Wie die sicherheitspolitische Lage um Taiwan von einem Insider betrachtet wird und welche Möglichkeiten zur Verteidigung der Insel bestehen, wurde durch den Militärschriftsteller und früheren aktiven Offizier der taiwanischen Armee, Lieutenant Colonel (ret.) James Huang, beleuchtet. Vortrag und Aussprache fanden in Englisch statt.
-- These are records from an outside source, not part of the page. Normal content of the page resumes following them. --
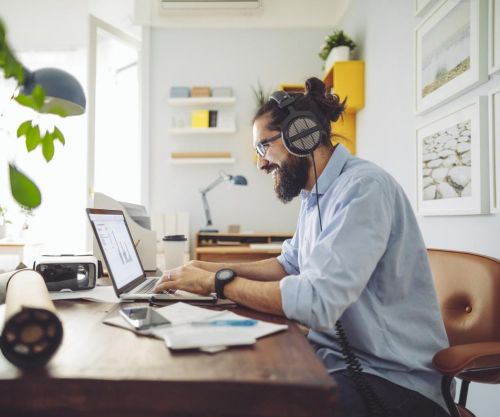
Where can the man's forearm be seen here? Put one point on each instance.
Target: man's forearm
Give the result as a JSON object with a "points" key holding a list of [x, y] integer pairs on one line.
{"points": [[260, 296], [265, 270]]}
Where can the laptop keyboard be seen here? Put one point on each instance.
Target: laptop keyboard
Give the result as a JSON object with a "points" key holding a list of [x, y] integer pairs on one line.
{"points": [[148, 287]]}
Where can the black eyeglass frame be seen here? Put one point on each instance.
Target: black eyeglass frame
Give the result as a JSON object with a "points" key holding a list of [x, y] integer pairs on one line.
{"points": [[263, 145]]}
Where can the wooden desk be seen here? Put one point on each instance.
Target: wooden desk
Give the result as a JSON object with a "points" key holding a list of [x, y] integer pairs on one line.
{"points": [[238, 247], [104, 371]]}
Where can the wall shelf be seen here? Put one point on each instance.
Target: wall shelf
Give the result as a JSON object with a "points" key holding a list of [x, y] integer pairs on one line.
{"points": [[200, 130], [195, 101], [190, 161]]}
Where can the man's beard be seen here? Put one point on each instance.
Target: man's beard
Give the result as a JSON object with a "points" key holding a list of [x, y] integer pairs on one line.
{"points": [[291, 178]]}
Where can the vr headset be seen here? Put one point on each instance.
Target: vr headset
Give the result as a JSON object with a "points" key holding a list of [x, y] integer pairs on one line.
{"points": [[68, 272]]}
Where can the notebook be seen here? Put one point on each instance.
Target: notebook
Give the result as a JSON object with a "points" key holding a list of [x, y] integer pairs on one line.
{"points": [[122, 261]]}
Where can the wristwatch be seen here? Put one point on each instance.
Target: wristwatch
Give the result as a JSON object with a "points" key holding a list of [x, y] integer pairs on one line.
{"points": [[222, 278]]}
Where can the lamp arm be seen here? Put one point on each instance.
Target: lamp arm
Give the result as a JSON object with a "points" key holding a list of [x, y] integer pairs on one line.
{"points": [[206, 207], [212, 185]]}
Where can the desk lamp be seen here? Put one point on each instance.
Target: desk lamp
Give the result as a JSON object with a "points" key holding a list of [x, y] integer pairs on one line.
{"points": [[62, 90], [223, 176]]}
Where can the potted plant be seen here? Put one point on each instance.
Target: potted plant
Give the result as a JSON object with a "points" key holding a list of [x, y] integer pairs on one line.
{"points": [[261, 94], [3, 222], [337, 47]]}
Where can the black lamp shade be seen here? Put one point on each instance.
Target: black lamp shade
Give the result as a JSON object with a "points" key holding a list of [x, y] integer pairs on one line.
{"points": [[61, 90], [239, 180]]}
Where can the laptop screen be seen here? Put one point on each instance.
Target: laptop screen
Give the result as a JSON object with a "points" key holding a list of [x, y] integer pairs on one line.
{"points": [[117, 246]]}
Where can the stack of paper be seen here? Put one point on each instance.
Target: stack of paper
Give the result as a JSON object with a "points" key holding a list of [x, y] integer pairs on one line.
{"points": [[100, 293], [182, 334]]}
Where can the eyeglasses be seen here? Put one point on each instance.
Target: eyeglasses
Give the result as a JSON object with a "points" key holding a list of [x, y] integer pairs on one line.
{"points": [[262, 146]]}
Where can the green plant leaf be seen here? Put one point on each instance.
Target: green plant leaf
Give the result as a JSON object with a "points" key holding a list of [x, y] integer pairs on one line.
{"points": [[38, 95], [48, 146], [23, 128], [25, 100], [33, 138], [24, 191], [58, 135]]}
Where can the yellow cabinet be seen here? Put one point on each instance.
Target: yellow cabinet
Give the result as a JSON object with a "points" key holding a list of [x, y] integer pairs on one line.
{"points": [[347, 80]]}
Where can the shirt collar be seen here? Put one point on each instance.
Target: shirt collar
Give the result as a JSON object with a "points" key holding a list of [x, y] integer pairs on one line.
{"points": [[331, 172]]}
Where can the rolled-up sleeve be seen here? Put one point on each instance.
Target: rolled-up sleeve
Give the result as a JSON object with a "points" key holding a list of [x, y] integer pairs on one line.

Einstellung der Bevölkerung Taiwans zu einer Wiedervereinigung mit China

Eingangs stellte der Referent die Unterschiede zur Situation Deutschlands vor der Vereinigung heraus. Obwohl etliche Taiwanesen verwandtschaftliche Beziehungen zu Festlandchinesen haben, ist die Neigung zu einer schnellen Wiedervereinigung nur bei einer kleinen Minderheit ausgeprägt. Umfragen zufolge vertreten ca. 30 % der Bevölkerung die Auffassung, man solle den derzeitigen Status Quo beibehalten und über eine Vereinigung später entscheiden. Eine fast gleichgroße Zahl möchte den derzeitigen Status dauerhaft beibehalten. Bei beiden Gruppen scheint die Sorge zu überwiegen, dass Schritte zur Unabhängigkeit unvermeidlich zur militärischen Konfrontation führen würden. Auch diejenigen, die längerfristig die Selbständigkeit Taiwans als Staat anstreben, wollen – wohl aus den gleichen Befürchtungen heraus – zunächst den Status Quo beibehalten. Ihre Zahl ist in den letzten Jahren stark angestiegen und kommt inzwischen auf ebenfalls ca. 30 %.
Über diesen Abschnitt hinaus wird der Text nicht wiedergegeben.